La journée passa terriblement lentement. Ce n’était que le début de l’après-midi, mais un silence et un calme pesant s’étaient déjà installés. Pour la première fois depuis un bon moment, Le chat de Kludd, qui traînais dans les parages , était venu réclamer quelques petites caresses. Lui aussi sentait le stress qui régnait. D’ailleurs, Nyra ne rechigna pas à satisfaire sa demande, ce qui lui permettait d’évacuer le peu de stress qu’elle avait.
Son épée, reflétant une lumière venue d’on ne sait où, reposait sur une petite table, à côté d’elle. Kludd affûtait encore la sienne, dans un « crrgnii » sonore. Dès ce soir il aurait l’occasion de l’utiliser.
Dans un mouvement brusque qui fit fuir le vieux chat à quelques mètres de là, en attendant que l’homme s’éloigne. Celui-ci s’approcha de la fenêtre.
La chouette se tenait sur le rebord.
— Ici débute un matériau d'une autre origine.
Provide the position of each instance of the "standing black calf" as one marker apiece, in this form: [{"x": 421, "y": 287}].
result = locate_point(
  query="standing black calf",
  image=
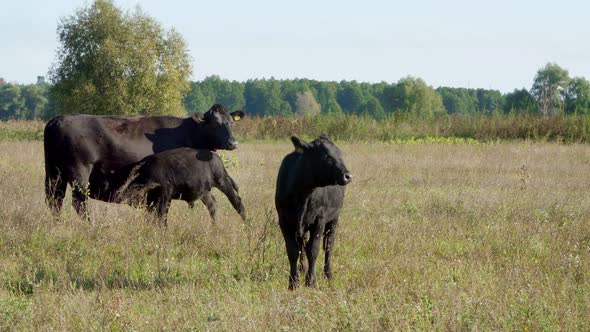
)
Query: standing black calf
[
  {"x": 310, "y": 191},
  {"x": 184, "y": 173}
]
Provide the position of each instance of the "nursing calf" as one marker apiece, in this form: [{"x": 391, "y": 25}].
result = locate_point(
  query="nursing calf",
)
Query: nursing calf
[
  {"x": 308, "y": 198},
  {"x": 186, "y": 174}
]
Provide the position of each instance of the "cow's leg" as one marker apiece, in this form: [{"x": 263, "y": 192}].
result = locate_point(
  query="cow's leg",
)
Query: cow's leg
[
  {"x": 293, "y": 249},
  {"x": 55, "y": 189},
  {"x": 329, "y": 237},
  {"x": 312, "y": 249},
  {"x": 79, "y": 183},
  {"x": 162, "y": 206},
  {"x": 226, "y": 186},
  {"x": 209, "y": 200}
]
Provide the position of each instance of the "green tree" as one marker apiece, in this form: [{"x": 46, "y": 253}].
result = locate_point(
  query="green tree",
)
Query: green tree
[
  {"x": 11, "y": 101},
  {"x": 306, "y": 104},
  {"x": 520, "y": 101},
  {"x": 263, "y": 97},
  {"x": 110, "y": 62},
  {"x": 413, "y": 96},
  {"x": 577, "y": 96},
  {"x": 549, "y": 88},
  {"x": 35, "y": 101}
]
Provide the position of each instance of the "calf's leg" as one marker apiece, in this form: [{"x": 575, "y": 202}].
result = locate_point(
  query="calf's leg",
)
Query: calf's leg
[
  {"x": 79, "y": 182},
  {"x": 312, "y": 249},
  {"x": 55, "y": 189},
  {"x": 329, "y": 237},
  {"x": 226, "y": 187},
  {"x": 293, "y": 249}
]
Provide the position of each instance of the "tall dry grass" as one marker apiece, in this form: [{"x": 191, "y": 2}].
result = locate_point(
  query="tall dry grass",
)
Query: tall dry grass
[
  {"x": 352, "y": 128},
  {"x": 432, "y": 236}
]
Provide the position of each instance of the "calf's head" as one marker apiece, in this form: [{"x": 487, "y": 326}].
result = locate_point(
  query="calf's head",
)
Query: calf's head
[
  {"x": 322, "y": 161},
  {"x": 215, "y": 128}
]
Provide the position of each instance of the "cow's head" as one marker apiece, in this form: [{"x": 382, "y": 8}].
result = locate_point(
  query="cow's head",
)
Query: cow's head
[
  {"x": 215, "y": 128},
  {"x": 323, "y": 160}
]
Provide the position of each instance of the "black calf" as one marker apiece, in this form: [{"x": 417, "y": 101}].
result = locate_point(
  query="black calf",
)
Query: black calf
[{"x": 309, "y": 196}]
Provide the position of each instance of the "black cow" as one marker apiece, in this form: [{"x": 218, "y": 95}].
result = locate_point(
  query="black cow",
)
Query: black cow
[
  {"x": 184, "y": 173},
  {"x": 76, "y": 146},
  {"x": 309, "y": 196}
]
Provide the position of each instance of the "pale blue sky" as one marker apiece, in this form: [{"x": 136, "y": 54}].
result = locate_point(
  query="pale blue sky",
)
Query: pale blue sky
[{"x": 476, "y": 44}]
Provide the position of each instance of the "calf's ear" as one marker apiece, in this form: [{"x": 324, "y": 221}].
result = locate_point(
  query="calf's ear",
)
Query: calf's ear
[
  {"x": 300, "y": 145},
  {"x": 237, "y": 115}
]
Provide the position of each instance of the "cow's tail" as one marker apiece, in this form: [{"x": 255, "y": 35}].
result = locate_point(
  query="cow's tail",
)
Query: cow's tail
[{"x": 133, "y": 192}]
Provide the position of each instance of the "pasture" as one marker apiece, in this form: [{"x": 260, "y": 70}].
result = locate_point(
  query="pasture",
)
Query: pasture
[{"x": 432, "y": 236}]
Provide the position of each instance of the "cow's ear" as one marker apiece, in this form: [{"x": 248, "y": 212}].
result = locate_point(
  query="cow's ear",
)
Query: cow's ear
[
  {"x": 300, "y": 145},
  {"x": 237, "y": 115},
  {"x": 198, "y": 117}
]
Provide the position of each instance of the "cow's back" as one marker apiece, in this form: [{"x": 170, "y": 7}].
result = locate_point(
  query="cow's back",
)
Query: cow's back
[{"x": 107, "y": 141}]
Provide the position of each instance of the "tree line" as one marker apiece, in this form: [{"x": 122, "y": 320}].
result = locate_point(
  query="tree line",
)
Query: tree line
[
  {"x": 409, "y": 96},
  {"x": 112, "y": 61}
]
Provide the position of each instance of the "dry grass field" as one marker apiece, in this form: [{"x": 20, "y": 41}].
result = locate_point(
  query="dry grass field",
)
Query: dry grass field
[{"x": 432, "y": 237}]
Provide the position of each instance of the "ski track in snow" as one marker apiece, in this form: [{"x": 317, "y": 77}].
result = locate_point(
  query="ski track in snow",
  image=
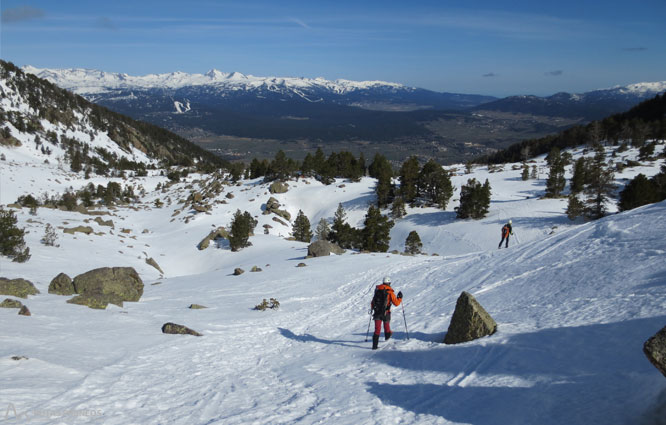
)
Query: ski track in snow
[{"x": 573, "y": 303}]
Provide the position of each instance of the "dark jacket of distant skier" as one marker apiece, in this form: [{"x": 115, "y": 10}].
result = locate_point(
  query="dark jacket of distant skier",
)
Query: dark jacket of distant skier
[
  {"x": 380, "y": 305},
  {"x": 507, "y": 231}
]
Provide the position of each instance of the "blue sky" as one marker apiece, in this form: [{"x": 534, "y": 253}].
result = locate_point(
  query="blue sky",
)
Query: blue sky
[{"x": 488, "y": 47}]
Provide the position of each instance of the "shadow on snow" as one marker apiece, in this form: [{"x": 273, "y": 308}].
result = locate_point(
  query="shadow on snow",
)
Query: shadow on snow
[{"x": 552, "y": 376}]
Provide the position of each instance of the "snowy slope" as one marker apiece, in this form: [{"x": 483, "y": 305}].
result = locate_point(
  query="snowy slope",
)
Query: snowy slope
[{"x": 574, "y": 303}]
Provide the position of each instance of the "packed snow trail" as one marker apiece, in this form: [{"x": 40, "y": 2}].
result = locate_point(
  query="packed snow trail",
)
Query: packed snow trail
[{"x": 568, "y": 350}]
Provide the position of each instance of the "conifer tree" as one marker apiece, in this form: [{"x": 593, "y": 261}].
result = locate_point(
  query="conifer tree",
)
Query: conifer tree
[
  {"x": 435, "y": 184},
  {"x": 413, "y": 244},
  {"x": 556, "y": 182},
  {"x": 376, "y": 231},
  {"x": 409, "y": 179},
  {"x": 242, "y": 226},
  {"x": 575, "y": 208},
  {"x": 577, "y": 183},
  {"x": 341, "y": 232},
  {"x": 12, "y": 243},
  {"x": 398, "y": 207},
  {"x": 474, "y": 199},
  {"x": 601, "y": 184},
  {"x": 639, "y": 191},
  {"x": 301, "y": 229}
]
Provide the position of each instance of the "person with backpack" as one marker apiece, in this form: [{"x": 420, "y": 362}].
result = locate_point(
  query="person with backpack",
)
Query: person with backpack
[
  {"x": 381, "y": 309},
  {"x": 507, "y": 231}
]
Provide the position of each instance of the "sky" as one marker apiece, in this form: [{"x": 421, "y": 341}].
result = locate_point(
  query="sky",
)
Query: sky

Pendant un instant, Kludd la fixa intensément des yeux et elle s’envola espionner Efria et ses amis, avant le combat, sûrement un premier suivis de bien d’autres. Le problème ne serait pas réglé en deux coups d’épée, Kludd en était chaque secondes plus persuadé.
Elle disparut derrière la forêt touffue, dans un hululement mêlant confiance, complicité et soumission.
cet idiot d’Axselen n’aurait plus besoin de détourner l’attention des morveux, d’ici quelques heures.
La tension, peu fort mais présente, montât encore d’un cran. Le ciel n’avait à présent plus une couleur digne d’un début d’après-midi. Au loin, vers l’horizon, Il était déjà un peu coloré d’orange, de jaune, de rouge, et de rose comme ce matin. Bientôt ce serait le ciel juste au-dessus de la tête de Kludd qui se parerait de ces couleurs.
Il sera dans un moment temps de partir, pour arriver juste au coucher du soleil, le vrai, coloré partout de ses couleurs habituelles.
Lyze frappa bruyamment à la porte –c’était lui, sans aucun doute, pensa Kludd- brisant le silence qui s’était installé clandestinement, seulement dérangé par les ronronnements bruyants du chat. Kludd alla lui ouvrir. Ils se saluèrent silencieusement, d’un signe de tête. Il avait déjà enfilé son armure. Dans un moment Kludd et Nyra devraient en faire autant.
Il était en avance. Il leur restait plusieurs heures avant de commencer à partir.
Ils attendraient, en tout cas, le retour de la chouette qui les informerait juste sur la situation de leurs ennemis, et quelques autres renseignements. Elle ne se fit pas attendre.
Kludd lut dans ses pensées, avant de l’expliquer aux deux autres, impressionnés. Et cet oiseau qui revenait en leur disant qu’il y avait même une personne blessée là-bas ! Ce n’était pas grave, pour elle, d’autant plus que, d’après l’immense chouette effraie, elle serait vite guérie grâce aux sorts de soin des paladins. Mais c’était un précieux avantage quand même.
«Axselen n’y vas pas avec le dos de la cuillère… Enfin bon, je le paye déjà assez comme ça, autant qu’il fasse du bon boulot. Comme l’argent monte à la tête des gens et lees rends dociles comme des chiens ! »
« Plus que quelques heures "
Inutile de préciser que Kludd avait beaucoup réfléchis, pensé et médité pendant tout l’après-midi.